Chevron for their part have stalled, sued and used subterfuge to drag out this case for as long as possible. Ironically, in August Chevron won an arbitration claim against the Ecuadorean government to the tune of $96 million as apparently Ecuador’s courts “violated international law through their significant delays in ruling on certain commercial disputes”.
However I believe that this court case represents a real victory for the 30,000 Ecuadorean people involved – their claims of wrongdoing against Chevron for polluting a delicate ecosystem have once again been upheld. (If you aren’t familiar with the story I recommend checking out the doco ‘Crude‘ from 2009)
2. Judge rules against building multi-billion dollar dam in Brazil
Heading over to Brazil we find another important court case taking place, this time involving a local fisheries group and a consortium of large energy companies. The US$17 -billion Belo Monte hydro-electric dam in the Amazon rainforest has been vehemently opposed by people concerned with both the social and environmental impacts of the project, including opposition from many local indigenous people. It is estimated the dam will displace 20,000 people and severely damage the ecosystem.

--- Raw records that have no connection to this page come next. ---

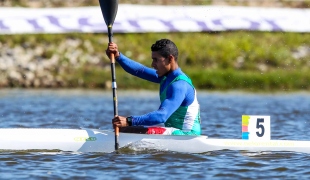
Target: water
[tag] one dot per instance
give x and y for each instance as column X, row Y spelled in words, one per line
column 221, row 118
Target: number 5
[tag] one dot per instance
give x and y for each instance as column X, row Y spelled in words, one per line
column 260, row 126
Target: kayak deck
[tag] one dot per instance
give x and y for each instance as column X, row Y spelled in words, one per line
column 92, row 140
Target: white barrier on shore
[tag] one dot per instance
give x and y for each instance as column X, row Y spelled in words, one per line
column 146, row 18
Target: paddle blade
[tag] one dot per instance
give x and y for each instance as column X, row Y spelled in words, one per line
column 109, row 10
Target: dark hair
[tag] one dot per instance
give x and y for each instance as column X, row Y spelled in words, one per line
column 165, row 47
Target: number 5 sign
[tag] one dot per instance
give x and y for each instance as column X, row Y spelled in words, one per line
column 255, row 127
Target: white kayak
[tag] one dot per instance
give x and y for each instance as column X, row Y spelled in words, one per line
column 92, row 140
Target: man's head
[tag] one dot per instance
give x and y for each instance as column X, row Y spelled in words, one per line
column 164, row 55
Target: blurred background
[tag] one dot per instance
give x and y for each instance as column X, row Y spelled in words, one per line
column 60, row 3
column 231, row 59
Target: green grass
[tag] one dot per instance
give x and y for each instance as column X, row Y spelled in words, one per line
column 254, row 61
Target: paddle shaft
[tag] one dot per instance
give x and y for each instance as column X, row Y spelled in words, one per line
column 109, row 10
column 114, row 87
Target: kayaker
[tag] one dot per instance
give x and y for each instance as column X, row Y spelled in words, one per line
column 179, row 112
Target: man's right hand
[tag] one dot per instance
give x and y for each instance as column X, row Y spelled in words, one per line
column 112, row 49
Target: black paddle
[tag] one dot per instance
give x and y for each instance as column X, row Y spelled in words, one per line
column 109, row 11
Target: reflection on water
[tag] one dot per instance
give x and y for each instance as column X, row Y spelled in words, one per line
column 221, row 118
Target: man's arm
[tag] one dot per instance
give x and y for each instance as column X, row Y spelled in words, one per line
column 178, row 93
column 138, row 69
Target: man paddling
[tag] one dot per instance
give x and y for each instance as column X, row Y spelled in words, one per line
column 178, row 113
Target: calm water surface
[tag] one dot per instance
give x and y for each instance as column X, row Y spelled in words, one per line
column 221, row 118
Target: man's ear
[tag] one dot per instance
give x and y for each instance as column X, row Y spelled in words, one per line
column 170, row 57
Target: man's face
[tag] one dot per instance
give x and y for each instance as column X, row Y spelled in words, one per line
column 160, row 64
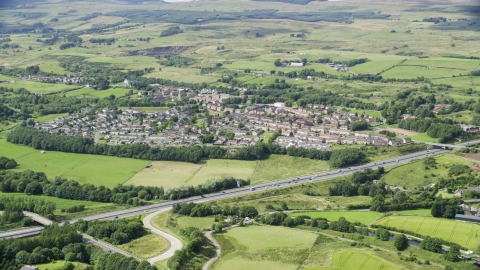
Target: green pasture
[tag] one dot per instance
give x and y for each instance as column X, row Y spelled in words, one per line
column 282, row 166
column 170, row 174
column 60, row 264
column 352, row 216
column 414, row 174
column 147, row 246
column 463, row 233
column 264, row 247
column 461, row 82
column 357, row 260
column 60, row 203
column 36, row 86
column 411, row 72
column 92, row 169
column 423, row 138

On 28th September the judge in the court case ruled that all work on the dam must stop if it would interfere with the natural flow of the river, disrupting fishing in the area. If the dam went ahead it could greatly change the region, causing “increased poverty, insecurity and social chaos”.
While this does not mean a halt to the project, it is a significant victory for those defending the region against what is billed to be the third largest dam in the world.
3. Work is halted on Amazonian highway in Bolivia
Finally, in Bolivia there are plans afoot to build an extensive highway through an indigenous rainforest reserve. The reserve is home to around 50,000 indigenous people and is rich in biodiversity. Work has already begun on the mega project, which is being paid for by Bolivia’s friendly neighbour Brazil.
However there have been large-scale demonstrations against the initiative, including a march of 1,000 protesters that began in August. The convoy planned to cover the 500 kilometres from the reserve to reach the capital La Paz, but on the 25th September riot police used brutal force to halt the protesters – amid tear gas and violence, hundreds were arrested.
Public outrage over the confrontation saw two ministers resign from their posts – the Interior Minister (who is ultimately responsible for police actions) resigned amid the scandal, and the Defence Minister resigned in protest over the handling of the incident.
In response to public outrage over the crackdown, on the 26th September Bolivian President Evo Morales called a halt to construction of the highway, proposing a referendum to allow local people to decide the fate of the project. Just yesterday, on October 13th, the Bolivian senate passed a law protecting the indigenous reserve from the highway and presumably from future development schemes.
Phew! It has been an eventful few weeks… I think it is important to highlight the positive outcomes of cases like these, as all too often the issues can seem insurmountable.
“¡El pueblo unido, jamás será vencido!” [The people united will never be defeated!]